Secundo : La Moldavie n’est pas stable politiquement. Entre les tensions avec la Transnistrie, la corruption structurelle, et les influences géopolitiques contradictoires (UE d’un côté, Russie de l’autre), le pays peut changer de cap fiscal rapidement. Ce qui est vrai aujourd’hui peut être réformé demain.

Tertio : Si vous êtes résident fiscal moldave, vous serez imposé sur vos revenus mondiaux. L’absence d’impôt sur la fortune mobilière ne signifie pas l’absence d’impôts tout court. Les revenus du capital, les dividendes, les intérêts — tout ça est taxable. Renseignez-vous avant de déménager.

Pour qui est-ce une option ?

Honnêtement ? Pour des profils très spécifiques.

Si vous êtes un travailleur à distance avec des revenus modestes et aucun bien immobilier, la Moldavie peut être une base temporaire intéressante. Le coût de la vie est ridiculement bas. Vous pouvez louer un appartement à Chișinău pour moins de 300 $ par mois. Un dîner au restaurant coûte 10 $. Vous vivez confortablement avec 1 000 $ mensuels.

Mais si vous cherchez une juridiction pour y ancrer votre patrimoine à long terme, je reste sceptique. La Moldavie manque de stabilité institutionnelle. Les banques locales ne sont pas au niveau des standards occidentaux. Et surtout, le pays n’a pas d’accords fiscaux avantageux avec les grandes puissances économiques.

Ce que je ferais à votre place

Utilisez la Moldavie comme une pièce dans un puzzle plus large. Pas comme la solution unique.

Par exemple : vous êtes résident moldave, vous louez un logement (pas de propriété = pas d’impôt sur la fortune), vous générez vos revenus via une société offshore bien structurée (pensez Émirats, Singapour, ou même une LLC américaine selon votre situation), et vous optimisez vos flux financiers en évitant d’accumuler du patrimoine en Moldavie même.

C’est jouable. Mais ça demande une ingénierie fiscale sérieuse.

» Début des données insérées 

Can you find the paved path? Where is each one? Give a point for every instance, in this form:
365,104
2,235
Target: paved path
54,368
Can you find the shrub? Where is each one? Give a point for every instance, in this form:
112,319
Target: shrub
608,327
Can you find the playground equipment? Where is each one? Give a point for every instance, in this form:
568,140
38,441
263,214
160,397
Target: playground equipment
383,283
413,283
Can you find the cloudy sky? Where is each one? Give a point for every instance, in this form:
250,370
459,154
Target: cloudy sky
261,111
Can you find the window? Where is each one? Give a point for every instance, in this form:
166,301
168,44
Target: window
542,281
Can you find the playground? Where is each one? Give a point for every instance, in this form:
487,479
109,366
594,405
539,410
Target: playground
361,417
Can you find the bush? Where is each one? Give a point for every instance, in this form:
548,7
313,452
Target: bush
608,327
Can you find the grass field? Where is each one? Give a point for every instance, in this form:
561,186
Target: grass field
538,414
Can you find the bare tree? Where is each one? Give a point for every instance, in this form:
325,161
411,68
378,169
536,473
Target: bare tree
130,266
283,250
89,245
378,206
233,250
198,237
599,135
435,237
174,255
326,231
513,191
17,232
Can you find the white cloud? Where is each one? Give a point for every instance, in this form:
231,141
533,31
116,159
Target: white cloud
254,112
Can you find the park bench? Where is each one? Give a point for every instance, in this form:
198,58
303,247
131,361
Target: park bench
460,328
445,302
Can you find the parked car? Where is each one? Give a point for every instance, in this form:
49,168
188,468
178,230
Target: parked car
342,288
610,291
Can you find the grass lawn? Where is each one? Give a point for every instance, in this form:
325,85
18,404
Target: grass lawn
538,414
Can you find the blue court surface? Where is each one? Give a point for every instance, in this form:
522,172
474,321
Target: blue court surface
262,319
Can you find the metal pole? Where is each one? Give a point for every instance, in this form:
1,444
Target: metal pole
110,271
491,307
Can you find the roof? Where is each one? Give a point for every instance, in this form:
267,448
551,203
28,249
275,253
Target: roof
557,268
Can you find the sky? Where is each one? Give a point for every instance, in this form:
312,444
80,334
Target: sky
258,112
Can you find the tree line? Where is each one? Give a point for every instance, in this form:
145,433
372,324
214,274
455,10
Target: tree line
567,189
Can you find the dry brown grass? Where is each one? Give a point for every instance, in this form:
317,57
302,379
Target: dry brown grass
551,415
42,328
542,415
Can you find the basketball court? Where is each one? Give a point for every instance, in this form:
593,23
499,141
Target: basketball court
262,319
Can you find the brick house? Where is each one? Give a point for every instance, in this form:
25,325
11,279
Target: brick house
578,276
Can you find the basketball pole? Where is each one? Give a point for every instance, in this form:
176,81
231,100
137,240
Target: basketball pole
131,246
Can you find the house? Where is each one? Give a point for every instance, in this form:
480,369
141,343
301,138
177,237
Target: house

Transparence : ce que je ne sais pas encore

Je suis transparent avec vous. Mon travail, c’est d’auditer ces juridictions en continu. Mais certaines administrations moldaves sont opaques. Les textes officiels existent, mais leur application sur le terrain peut varier selon les municipalités.

Si vous avez des documents officiels récents — bulletins municipaux, avis d’imposition, circulaires administratives — concernant cet impôt foncier, envoyez-les-moi par email ou revenez sur cette page dans quelques mois. Je mets à jour ma base de données régulièrement.

Le verdict

L’impôt moldave sur la propriété n’est pas un impôt sur la fortune au sens classique. C’est un impôt foncier forfaitaire. Si vous n’achetez pas de bien immobilier, vous n’êtes pas concerné. C’est simple, c’est clair, c’est prévisible.

Mais la Moldavie reste un pays fragile. Utilisez-la tactiquement, pas stratégiquement. Ne mettez pas tous vos œufs dans ce panier. Et si vous y allez, restez mobile. Gardez votre passeport à jour. Maintenez des comptes bancaires ailleurs. Diversifiez vos résidences fiscales potentielles.

C’est ça, la vraie liberté : ne jamais dépendre d’un seul État.